But Andrew wasn't going to take that lying down, so we played again. This time it was as tight as it possibly could be, with all of us poised on 8 points. I have no recollection of how I won, but the evidence says I did:

Sam 9
Ian/Andrew 8

Whew! The curtains came down on the evening as we stood up, stretched, and put our coats on (except me, because I was already home). Then Andrew noticed we hadn't played Deep Sea Adventure, so we all sat down again as the curtain went back up.


I played a similar game to my Incan Gold tactics - safety first; making it back to the sub in all three rounds. I think Ian did similar. Andrew definitely drowned once, possibly twice. But he still remained competitive, which is quite impressive if you're dead:

Sam 36
Ian 34
Andrew 27


And with that, the evening really did end. They managed to find the front door, so I'm hopeful they both made it home...

Thursday, 23 March 2017

Grand Theft Loco

Thursday, and Ian, Andrew and I gathered around the table ready to test our wits and indulge our senses in a deduction game: Watson and Holmes. This takes its leave from Sherlock Holmes: Consulting Detective, but unlike the older game it's not co-operative. Instead you utilise various currencies to get ahead: bobbies, whistles, keys, but mainly carriages - as you dash from place to place to pick up clues to solve the crime.

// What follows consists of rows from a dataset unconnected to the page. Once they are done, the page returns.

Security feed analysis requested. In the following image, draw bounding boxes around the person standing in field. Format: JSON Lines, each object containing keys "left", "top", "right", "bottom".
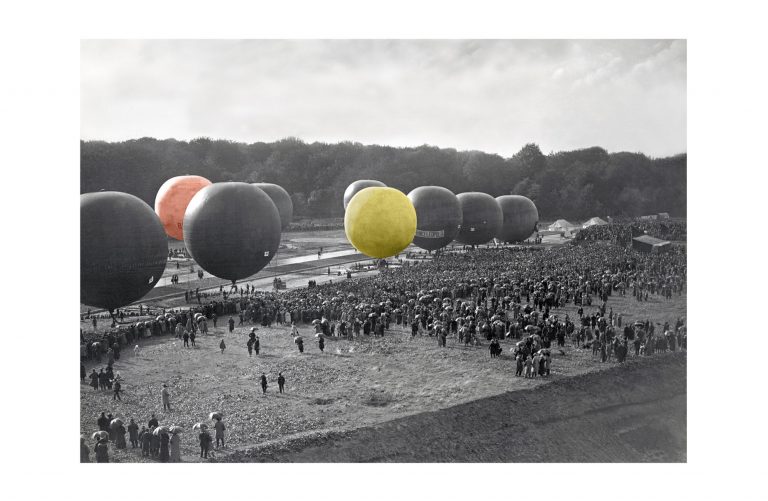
{"left": 219, "top": 339, "right": 226, "bottom": 354}
{"left": 127, "top": 418, "right": 139, "bottom": 448}
{"left": 170, "top": 431, "right": 181, "bottom": 462}
{"left": 162, "top": 384, "right": 171, "bottom": 411}
{"left": 228, "top": 316, "right": 235, "bottom": 333}
{"left": 113, "top": 378, "right": 122, "bottom": 401}
{"left": 94, "top": 437, "right": 109, "bottom": 463}
{"left": 260, "top": 373, "right": 268, "bottom": 395}
{"left": 246, "top": 338, "right": 253, "bottom": 357}
{"left": 524, "top": 356, "right": 533, "bottom": 378}
{"left": 199, "top": 427, "right": 212, "bottom": 459}
{"left": 80, "top": 436, "right": 90, "bottom": 463}
{"left": 214, "top": 417, "right": 225, "bottom": 448}
{"left": 278, "top": 372, "right": 285, "bottom": 393}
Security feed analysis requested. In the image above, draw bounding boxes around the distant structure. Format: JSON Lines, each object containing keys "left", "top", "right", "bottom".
{"left": 632, "top": 235, "right": 671, "bottom": 253}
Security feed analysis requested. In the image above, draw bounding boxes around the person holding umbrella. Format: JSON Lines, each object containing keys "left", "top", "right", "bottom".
{"left": 94, "top": 437, "right": 109, "bottom": 463}
{"left": 170, "top": 427, "right": 182, "bottom": 462}
{"left": 198, "top": 424, "right": 212, "bottom": 459}
{"left": 159, "top": 431, "right": 170, "bottom": 462}
{"left": 114, "top": 420, "right": 127, "bottom": 449}
{"left": 294, "top": 335, "right": 304, "bottom": 353}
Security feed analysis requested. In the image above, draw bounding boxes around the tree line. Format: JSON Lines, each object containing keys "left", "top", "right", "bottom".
{"left": 81, "top": 137, "right": 686, "bottom": 220}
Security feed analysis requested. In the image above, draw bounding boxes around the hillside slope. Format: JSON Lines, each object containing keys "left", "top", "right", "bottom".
{"left": 228, "top": 353, "right": 686, "bottom": 462}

location, location, location

Thematically it's slightly weird to be spending carriages when you're going up and down a train - as we were in our case - but whatever. After a prologue read aloud to establish the case, you're given three questions to answer. In our case it was Who stole from the train's mail car, How did they access it, and How did they get clear without being identified.

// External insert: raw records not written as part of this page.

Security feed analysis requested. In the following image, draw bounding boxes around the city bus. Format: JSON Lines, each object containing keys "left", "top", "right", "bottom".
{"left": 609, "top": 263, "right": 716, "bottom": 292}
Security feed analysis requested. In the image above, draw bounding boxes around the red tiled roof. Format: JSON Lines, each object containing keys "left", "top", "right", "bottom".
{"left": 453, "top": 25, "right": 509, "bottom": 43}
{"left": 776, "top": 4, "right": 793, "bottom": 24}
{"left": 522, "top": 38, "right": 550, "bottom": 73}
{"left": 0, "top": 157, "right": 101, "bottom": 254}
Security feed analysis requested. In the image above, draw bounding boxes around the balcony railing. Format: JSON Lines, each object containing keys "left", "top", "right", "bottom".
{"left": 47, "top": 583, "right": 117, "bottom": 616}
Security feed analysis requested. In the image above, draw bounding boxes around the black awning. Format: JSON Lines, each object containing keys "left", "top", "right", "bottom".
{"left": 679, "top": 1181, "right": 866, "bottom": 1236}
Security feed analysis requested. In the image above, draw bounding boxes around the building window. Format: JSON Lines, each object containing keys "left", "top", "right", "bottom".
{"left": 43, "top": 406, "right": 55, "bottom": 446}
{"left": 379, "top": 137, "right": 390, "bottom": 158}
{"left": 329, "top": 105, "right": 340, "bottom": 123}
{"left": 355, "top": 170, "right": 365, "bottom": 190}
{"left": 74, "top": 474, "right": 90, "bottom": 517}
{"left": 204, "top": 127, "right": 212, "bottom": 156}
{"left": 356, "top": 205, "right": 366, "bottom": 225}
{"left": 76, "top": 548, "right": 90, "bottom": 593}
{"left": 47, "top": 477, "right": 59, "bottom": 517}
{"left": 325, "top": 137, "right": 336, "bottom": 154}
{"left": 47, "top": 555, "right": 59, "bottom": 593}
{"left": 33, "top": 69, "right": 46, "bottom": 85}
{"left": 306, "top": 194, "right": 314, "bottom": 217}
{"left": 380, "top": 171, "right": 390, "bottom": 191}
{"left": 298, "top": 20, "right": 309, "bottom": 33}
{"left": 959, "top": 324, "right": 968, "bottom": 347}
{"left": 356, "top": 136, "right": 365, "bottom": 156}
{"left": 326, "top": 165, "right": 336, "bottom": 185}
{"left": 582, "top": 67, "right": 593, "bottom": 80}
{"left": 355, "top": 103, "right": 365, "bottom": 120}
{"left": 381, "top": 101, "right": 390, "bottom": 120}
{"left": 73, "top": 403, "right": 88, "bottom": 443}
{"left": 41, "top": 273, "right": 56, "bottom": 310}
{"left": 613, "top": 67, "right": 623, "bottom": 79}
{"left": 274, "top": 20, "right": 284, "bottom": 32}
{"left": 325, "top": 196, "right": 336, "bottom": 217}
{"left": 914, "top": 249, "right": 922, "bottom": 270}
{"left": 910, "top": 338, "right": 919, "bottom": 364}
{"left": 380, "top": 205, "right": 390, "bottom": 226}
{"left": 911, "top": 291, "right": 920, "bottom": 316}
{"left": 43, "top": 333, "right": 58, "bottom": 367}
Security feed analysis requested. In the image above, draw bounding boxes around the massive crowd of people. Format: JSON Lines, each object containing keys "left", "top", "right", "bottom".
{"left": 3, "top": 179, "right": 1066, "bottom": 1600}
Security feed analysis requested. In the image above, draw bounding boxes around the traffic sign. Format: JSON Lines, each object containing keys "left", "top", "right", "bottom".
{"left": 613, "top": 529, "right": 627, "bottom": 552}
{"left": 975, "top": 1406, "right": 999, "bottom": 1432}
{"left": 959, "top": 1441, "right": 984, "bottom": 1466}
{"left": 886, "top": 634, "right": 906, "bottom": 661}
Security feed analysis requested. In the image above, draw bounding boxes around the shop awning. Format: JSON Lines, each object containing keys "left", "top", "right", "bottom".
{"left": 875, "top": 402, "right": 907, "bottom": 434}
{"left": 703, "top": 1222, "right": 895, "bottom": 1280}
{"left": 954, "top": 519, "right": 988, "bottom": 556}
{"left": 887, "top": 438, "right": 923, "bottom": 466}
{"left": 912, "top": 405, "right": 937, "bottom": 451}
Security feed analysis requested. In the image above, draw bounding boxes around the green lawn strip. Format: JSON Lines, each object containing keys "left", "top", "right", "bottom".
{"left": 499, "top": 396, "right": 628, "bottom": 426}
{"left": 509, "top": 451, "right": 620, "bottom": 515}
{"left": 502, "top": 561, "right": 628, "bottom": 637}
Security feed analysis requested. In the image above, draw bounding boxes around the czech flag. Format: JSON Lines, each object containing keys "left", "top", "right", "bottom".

Cards are laid out denoting the various locations to visit - when you go there, you get to flip the card and - secretly - read the information it contains. The catch is that you bid carriages to visit a place, and if someone outbids you, you're forced to either up your bid or, as Holmes would say, bugger off elsewhere.

competitive detecting

We all established theories but, under a time pressure to crack the case before anyone else, they became increasingly surreal. Andrew wondered if the felon had hurled his cache from the moving train onto a bridge as he sailed under it. Ian wondered if a dog was responsible - he did have sooty paws, after all.

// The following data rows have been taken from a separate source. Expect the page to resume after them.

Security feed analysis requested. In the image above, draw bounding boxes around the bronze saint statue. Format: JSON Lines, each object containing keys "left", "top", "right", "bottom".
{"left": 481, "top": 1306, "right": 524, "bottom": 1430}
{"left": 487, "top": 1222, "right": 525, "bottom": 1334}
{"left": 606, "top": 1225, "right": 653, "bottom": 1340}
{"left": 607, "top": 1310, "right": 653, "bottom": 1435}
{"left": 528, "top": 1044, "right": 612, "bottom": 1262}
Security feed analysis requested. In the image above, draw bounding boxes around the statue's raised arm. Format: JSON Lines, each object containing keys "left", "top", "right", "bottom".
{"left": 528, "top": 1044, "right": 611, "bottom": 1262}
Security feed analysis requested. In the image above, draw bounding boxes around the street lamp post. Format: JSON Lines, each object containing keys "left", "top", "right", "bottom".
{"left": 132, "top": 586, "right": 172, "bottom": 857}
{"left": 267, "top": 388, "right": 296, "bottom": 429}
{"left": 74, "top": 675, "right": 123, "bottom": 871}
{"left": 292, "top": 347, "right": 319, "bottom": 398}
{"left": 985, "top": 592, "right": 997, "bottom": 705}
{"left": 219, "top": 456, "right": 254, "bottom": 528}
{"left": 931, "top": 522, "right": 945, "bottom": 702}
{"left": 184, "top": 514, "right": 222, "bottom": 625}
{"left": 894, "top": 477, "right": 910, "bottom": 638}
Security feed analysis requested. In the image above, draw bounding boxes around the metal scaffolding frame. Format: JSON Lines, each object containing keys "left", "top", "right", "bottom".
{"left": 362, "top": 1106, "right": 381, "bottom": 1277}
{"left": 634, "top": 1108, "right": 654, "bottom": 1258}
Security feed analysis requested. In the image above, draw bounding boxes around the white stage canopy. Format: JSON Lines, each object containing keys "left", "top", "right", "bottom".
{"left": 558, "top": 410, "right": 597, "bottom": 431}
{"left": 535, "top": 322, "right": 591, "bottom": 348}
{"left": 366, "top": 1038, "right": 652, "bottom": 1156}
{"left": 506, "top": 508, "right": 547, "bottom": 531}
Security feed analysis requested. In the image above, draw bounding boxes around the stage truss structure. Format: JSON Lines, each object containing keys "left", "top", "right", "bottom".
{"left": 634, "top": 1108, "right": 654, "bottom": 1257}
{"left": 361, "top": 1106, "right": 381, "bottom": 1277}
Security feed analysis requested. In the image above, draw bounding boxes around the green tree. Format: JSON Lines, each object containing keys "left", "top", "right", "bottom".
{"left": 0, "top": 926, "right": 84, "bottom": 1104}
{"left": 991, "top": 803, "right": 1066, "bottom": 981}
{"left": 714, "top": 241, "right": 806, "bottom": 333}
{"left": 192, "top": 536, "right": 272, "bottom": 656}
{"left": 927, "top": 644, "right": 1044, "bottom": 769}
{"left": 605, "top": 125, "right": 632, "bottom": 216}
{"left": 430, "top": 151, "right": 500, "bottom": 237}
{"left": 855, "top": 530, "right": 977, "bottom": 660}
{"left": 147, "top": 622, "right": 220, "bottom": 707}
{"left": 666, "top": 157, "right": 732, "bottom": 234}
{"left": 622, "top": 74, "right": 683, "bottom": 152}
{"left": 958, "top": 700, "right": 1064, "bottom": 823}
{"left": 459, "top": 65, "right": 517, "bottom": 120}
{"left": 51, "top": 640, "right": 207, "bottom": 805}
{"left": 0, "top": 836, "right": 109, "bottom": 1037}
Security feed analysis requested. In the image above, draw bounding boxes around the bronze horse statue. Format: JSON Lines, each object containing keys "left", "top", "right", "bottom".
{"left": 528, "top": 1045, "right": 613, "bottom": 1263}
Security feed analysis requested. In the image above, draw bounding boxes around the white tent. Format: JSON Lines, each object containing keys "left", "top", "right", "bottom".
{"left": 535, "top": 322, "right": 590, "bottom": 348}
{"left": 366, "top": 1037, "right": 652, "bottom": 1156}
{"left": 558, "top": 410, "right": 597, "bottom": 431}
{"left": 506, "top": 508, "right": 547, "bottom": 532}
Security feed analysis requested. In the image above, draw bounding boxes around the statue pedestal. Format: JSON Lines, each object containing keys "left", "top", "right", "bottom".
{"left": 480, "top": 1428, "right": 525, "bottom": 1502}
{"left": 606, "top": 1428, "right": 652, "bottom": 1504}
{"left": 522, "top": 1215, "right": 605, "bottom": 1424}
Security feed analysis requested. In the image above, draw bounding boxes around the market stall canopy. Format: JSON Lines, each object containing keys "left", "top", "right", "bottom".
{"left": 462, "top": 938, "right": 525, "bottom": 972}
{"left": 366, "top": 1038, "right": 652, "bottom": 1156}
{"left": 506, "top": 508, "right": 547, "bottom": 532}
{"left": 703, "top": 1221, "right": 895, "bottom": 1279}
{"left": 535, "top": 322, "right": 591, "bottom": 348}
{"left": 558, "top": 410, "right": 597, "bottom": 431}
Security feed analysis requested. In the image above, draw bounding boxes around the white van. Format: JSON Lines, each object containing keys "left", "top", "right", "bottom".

But I was first to have a stab at answering the questions, and got them all right - or right enough for our little company. It was the man t and he got in through a thing and hid the stuff cleverly.

It wasn't a heavy game, but there was a palpable tension, even though much of it is spent in silence, as you read cards and curse the fact they seem to have no bearing on the case whatsoever. However we agreed that for the bidding to really have any weight to it, you need at least 4 players. With 3 there's simply too many places to go at minimal price - like a deductive avenue full of Lidl clues.


With Holmes back in his box, we went for the other gaming extreme - Martin Wallace's push-your-luck adventure of undead avoidance. I put rather more thought into my choices in the early rounds, having been serially eaten in my previous games. And it seemed to work out, although in the end it was extremely close.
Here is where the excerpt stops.